Time domain ship motion based on 3D Transient Green's Function method (3DTGF) is established, in which the impulse response theory is employed and the memory effect part of hydrodynamic forces is solved by 3DTGF incorporated with high-order boundary element method (HOBEM). The motions of Wigley-III hull advancing at various speeds in waves are calculated by this method, the numerical results are validated with experiment data and they are in good agreement. High efficiency is observed in two stages that, the impulse response function is fit for waves exciting forces at any frequency in solving time motion equation, and 3DTGF method avoids free surface meshes in solving the time domain radiation and diffraction problems. It also shows the accuracy of the spatial distribution of velocity potential is improved by use of HOBEM.

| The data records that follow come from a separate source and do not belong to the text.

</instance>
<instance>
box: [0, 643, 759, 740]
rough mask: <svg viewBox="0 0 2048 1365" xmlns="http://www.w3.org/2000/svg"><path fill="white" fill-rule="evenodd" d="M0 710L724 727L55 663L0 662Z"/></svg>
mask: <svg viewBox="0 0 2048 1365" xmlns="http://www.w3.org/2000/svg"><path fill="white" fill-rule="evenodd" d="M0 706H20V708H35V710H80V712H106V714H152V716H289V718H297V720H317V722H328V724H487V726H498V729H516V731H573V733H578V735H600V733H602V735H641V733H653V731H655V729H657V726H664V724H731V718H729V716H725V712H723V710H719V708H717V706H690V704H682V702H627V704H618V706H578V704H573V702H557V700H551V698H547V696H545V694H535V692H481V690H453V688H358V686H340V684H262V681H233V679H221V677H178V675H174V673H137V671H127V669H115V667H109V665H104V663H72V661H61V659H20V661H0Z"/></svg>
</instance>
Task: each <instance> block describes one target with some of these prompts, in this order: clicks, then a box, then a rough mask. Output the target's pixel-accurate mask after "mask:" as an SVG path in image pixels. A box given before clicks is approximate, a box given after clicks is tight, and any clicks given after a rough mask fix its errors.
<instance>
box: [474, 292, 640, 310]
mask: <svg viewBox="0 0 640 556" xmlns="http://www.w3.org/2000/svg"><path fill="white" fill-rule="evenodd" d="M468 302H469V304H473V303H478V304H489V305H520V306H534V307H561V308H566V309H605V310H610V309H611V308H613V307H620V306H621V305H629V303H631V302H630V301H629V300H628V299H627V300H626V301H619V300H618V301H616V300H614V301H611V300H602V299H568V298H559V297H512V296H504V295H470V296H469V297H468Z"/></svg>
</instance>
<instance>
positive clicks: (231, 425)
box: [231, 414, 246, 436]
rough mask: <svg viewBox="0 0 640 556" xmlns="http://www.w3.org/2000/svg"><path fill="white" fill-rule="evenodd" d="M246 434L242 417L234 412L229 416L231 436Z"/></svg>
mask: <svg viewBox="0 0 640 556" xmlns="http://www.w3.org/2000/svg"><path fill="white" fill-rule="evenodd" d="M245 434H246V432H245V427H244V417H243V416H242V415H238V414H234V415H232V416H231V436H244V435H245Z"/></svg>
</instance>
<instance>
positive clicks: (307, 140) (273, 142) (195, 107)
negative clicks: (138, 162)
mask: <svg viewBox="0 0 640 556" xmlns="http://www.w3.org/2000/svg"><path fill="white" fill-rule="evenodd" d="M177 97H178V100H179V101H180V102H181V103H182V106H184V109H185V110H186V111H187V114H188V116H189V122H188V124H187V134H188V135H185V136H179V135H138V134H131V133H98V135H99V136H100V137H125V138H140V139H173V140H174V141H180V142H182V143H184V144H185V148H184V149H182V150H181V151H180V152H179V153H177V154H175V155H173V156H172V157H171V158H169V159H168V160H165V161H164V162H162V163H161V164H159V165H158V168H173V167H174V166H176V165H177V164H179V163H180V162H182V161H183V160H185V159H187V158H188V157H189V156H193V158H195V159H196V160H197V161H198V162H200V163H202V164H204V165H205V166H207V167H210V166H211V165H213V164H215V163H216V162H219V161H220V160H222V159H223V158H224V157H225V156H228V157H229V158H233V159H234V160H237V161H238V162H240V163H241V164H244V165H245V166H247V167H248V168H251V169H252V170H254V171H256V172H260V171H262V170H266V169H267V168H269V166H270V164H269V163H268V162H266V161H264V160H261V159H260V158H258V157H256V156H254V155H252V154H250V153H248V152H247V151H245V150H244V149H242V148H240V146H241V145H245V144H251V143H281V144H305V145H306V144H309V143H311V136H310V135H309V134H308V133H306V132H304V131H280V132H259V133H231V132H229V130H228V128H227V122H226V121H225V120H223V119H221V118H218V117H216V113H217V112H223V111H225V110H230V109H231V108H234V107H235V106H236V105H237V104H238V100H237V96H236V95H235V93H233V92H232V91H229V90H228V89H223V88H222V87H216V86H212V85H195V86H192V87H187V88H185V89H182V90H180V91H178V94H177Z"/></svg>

The time domain ship motion equation is extended for partly taking nonlinear effect of wave forces into consideration, nonlinear Froude-Krylov forces and nonlinear restoring forces on instantaneous wetted surface as well as non-linear viscous damping are computed coinciding with time domain ship motions. The simulation results are more reasonable than linear method. A container ship motions with parametric roll occurring are simulated and analyzed by this weak non-linear method. Based on the theoretical model, computational code is developed. The parametric rolling of the container ship is investigated and the effect of wave height, wave length, ship speed, and the relation between frequency and roll nature frequency in regular waves are discussed. The threshold boundaries for parametric rolling are discussed.
Ship motions in waves is an important study area of the sea-keeping research. Numerical methods for research conclude strip theory, threedimension frequency domain methods, three-dimension time domain methods. In condition that the ship hull is thin with low speed, the strip theory can calculate the motion and force accurately. But this method neglects the three dimension effect of hydrodynamic and cannot be applied for ships with high speed or marine structures with complex geometry. Three dimension frequency domain methods are widely used in engineering practice, but the calculation is based on the assumption that the motion of ship hull is steady, so nonlinear effect cannot be considered. So three dimension time domain method is an important direction for research.